Gelet hierop, en in aanmerking nemend dat ook overigens niet is gesteld of gebleken dat appellanten nog belang hebben bij de beoordeling van het hoger beroep, dient het hoger beroep niet-ontvankelijk te worden verklaard wegens het ontbreken van procesbelang.

2.2. Gelet op het vorenoverwogene komt de Afdeling niet toe aan de vraag of de rechtbank terecht en op goede gronden heeft geoordeeld dat de Staatssecretaris het bezwaar van het dagelijks bestuur tegen het besluit van 21 augustus 1998 terecht niet-ontvankelijk heeft verklaard. Hetgeen overigens ter zitting aan de orde is geweest behoeft geen bespreking meer.

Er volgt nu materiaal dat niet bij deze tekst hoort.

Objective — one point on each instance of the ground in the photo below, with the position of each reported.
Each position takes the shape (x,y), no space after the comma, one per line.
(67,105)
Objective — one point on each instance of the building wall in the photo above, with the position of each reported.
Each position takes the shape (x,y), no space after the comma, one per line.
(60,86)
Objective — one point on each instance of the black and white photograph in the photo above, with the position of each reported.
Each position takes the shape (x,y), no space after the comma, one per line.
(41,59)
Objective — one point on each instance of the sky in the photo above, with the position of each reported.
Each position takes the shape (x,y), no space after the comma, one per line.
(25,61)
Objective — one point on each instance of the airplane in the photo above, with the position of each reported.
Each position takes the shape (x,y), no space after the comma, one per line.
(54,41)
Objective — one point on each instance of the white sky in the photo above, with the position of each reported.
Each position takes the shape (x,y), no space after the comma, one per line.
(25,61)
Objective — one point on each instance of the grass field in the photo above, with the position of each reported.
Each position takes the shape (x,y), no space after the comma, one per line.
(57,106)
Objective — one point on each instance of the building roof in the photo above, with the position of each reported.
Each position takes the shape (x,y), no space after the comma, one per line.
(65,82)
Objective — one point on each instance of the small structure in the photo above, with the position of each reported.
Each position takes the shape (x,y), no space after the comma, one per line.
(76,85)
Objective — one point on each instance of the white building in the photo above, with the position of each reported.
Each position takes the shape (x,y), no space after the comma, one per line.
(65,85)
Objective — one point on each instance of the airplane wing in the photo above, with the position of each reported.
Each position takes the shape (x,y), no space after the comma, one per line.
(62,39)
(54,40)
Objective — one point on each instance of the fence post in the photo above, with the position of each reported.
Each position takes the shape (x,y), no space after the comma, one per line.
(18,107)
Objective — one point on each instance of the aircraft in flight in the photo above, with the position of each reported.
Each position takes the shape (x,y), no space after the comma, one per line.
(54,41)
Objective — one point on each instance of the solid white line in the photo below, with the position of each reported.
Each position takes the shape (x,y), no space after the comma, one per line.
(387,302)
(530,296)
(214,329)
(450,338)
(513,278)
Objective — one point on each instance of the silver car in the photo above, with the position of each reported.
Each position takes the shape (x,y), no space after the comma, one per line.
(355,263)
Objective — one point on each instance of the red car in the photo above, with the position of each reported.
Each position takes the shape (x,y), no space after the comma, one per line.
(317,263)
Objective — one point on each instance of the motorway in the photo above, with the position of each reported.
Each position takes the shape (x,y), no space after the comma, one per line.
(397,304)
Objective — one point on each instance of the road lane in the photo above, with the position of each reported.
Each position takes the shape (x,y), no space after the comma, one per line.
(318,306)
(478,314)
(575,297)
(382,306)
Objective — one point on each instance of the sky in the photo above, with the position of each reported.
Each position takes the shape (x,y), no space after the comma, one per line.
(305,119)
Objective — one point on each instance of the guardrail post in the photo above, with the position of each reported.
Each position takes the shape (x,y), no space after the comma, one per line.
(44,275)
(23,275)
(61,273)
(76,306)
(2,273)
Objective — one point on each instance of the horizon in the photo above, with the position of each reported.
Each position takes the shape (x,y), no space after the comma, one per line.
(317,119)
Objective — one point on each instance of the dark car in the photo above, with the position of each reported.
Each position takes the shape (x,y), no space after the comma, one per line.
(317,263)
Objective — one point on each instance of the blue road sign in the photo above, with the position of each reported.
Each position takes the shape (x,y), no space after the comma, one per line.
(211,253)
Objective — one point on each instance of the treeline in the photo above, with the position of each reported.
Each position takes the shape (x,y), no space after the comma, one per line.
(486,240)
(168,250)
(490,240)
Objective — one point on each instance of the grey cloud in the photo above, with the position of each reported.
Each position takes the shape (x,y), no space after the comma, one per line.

2.3. Voor een proceskostenveroordeling bestaat geen aanleiding.

3. Beslissing

De Afdeling bestuursrechtspraak van de Raad van State

Recht doende in naam der Koningin:

verklaart het hoger beroep niet-ontvankelijk.

Aldus vastgesteld door mr. J.A.M. van Angeren, Voorzitter,
en mr. B. van Wagtendonk en mr. H. Troostwijk, Leden,
in tegenwoordigheid van mr. R.H.L. Dallinga, ambtenaar van Staat.

w.g. Van Angeren w.g. Dallinga
Voorzitter ambtenaar van Staat

Uitgesproken in het openbaar op 23 april 2003

18-413.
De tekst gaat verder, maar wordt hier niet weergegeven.